CHANGES IN WHITE MATTER MYELIN INTEGRITY DURING AD PATHOGENESIS

Abstract

Alzheimer's disease (AD) is known to involve substantial synapse loss and cell death, especially during later stages. While these consistently observed changes occur in the grey matter (GM), diffusion-tensor imaging (DTI) studies have shown that AD patients also exhibit changes to the white matter (WM). However, little work has been done to understand the cellular basis of these observations. It has been posited that WM changes are merely caused by Wallerian degeneration, but more recent studies have not supported this conclusion. A likely alternative explanation is that WM changes are due to a decrease in myelin integrity driven by the processes governing AD pathogenesis. The present study employed a combination of whole-cell patch clamp physiology and electron microscopy (EM) to assess myelin integrity during AD pathogenesis. In whole-cell patch clamp experiments, antidromic action potentials (APs) were evoked in CA1 pyramidal neurons from wild-type and 5xFAD mice to determine their respective abilities to propagate APs, which is largely influenced by myelination. In addition, the ultrastructure of myelin, including myelin thickness and abnormal myelination, in post-mortem human tissue and AD mouse models was assessed via EM. Antidromic AP propagation appears to vary substantially more in 5xFAD mouse neurons relative to controls. Specifically, some 5xFAD neurons appear functionally similar to controls, while a subset exhibit substantial deficits in antidromic AP propagation. This implies that functional properties dependent on myelination are altered in the presence of AD pathology. Additionally, abnormal patterns of myelination occur at significantly higher rates in aged 5xFAD mice than controls.

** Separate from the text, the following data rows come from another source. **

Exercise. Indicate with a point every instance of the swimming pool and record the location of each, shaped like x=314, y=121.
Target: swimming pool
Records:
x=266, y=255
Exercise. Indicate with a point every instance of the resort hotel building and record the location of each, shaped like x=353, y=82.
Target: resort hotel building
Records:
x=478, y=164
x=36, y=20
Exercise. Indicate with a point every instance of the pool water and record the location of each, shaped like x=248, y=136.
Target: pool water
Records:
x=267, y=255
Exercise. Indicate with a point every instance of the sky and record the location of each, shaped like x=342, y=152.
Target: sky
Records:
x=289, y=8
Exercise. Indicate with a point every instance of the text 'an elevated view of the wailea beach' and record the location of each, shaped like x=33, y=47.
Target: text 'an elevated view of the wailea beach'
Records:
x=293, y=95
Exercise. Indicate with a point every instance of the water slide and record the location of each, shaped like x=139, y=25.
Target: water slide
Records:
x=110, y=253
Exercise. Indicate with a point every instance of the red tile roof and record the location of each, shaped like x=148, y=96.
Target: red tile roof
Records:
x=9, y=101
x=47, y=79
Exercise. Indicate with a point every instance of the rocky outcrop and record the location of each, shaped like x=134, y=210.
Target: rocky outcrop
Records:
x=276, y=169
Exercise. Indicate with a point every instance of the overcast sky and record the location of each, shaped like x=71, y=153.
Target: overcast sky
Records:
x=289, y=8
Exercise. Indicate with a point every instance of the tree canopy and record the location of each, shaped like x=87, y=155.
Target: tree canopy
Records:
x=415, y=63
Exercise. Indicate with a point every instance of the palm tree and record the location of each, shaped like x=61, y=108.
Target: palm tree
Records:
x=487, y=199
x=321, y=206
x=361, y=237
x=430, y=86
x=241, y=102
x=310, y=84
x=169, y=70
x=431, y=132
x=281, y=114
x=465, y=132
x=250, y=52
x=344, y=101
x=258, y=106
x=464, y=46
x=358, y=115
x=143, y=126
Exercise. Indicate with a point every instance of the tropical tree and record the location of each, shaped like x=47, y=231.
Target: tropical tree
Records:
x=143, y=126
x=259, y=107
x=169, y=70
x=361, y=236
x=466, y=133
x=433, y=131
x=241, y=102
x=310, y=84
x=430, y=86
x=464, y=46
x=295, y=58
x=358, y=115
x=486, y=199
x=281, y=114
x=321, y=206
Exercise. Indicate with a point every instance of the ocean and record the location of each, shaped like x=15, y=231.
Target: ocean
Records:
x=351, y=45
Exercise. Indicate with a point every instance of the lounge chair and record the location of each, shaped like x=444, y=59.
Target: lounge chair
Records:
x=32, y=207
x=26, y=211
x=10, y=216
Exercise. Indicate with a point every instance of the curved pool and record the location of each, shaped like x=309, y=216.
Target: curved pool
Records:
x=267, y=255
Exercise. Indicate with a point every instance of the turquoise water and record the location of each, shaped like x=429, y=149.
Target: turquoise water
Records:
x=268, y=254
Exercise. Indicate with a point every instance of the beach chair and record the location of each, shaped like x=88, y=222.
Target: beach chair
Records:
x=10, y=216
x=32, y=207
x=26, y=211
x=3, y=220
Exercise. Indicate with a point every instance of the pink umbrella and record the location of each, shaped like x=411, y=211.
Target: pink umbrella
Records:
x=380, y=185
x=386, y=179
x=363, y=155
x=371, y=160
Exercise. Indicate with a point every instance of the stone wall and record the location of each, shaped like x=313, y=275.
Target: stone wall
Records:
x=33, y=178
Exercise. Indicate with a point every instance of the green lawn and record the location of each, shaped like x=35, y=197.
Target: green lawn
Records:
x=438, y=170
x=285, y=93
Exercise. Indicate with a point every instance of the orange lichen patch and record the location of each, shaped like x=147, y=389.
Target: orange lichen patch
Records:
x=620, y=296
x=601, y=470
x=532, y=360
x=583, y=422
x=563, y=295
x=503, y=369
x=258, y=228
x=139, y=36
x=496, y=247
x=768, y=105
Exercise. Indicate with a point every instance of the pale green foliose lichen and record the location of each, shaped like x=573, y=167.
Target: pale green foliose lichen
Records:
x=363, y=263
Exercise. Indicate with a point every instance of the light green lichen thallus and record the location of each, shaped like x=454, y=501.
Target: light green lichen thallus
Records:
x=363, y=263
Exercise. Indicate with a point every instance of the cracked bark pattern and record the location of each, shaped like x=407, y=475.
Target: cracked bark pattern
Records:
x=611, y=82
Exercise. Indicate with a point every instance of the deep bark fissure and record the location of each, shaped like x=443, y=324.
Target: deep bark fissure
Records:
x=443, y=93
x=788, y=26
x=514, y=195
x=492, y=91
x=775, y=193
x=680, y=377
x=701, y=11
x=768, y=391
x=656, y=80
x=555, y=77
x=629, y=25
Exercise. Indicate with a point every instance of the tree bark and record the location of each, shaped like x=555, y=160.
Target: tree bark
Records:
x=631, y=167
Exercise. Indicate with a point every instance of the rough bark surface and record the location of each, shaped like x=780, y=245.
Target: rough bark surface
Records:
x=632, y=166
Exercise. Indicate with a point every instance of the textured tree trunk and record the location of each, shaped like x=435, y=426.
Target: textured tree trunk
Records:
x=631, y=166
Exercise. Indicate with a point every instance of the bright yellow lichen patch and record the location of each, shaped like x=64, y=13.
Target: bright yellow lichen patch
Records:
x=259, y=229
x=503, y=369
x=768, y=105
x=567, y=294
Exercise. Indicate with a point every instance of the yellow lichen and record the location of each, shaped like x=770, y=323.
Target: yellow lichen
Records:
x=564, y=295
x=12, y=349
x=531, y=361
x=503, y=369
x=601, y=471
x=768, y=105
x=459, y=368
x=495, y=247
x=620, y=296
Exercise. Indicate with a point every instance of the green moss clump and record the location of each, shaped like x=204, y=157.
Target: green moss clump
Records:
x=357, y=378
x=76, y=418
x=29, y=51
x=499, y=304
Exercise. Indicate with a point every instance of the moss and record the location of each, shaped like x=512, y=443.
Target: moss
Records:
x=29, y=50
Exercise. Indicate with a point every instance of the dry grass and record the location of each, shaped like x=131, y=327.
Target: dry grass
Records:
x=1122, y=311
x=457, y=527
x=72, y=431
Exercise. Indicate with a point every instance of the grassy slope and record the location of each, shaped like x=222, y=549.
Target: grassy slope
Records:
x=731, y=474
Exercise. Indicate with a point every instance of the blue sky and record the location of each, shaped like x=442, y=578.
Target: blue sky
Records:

This also appears to be the case in humans, with post-mortem AD tissue showing a much higher incidence of ultrastructural myelin abnormalities than tissue from non-cognitively impaired controls. The current data appear to support the hypothesis that WM changes during AD pathogenesis are due to decreased myelin integrity. Moreover, these changes also appear to have functional consequences at the cellular level, which likely result in deficits in neuronal communication.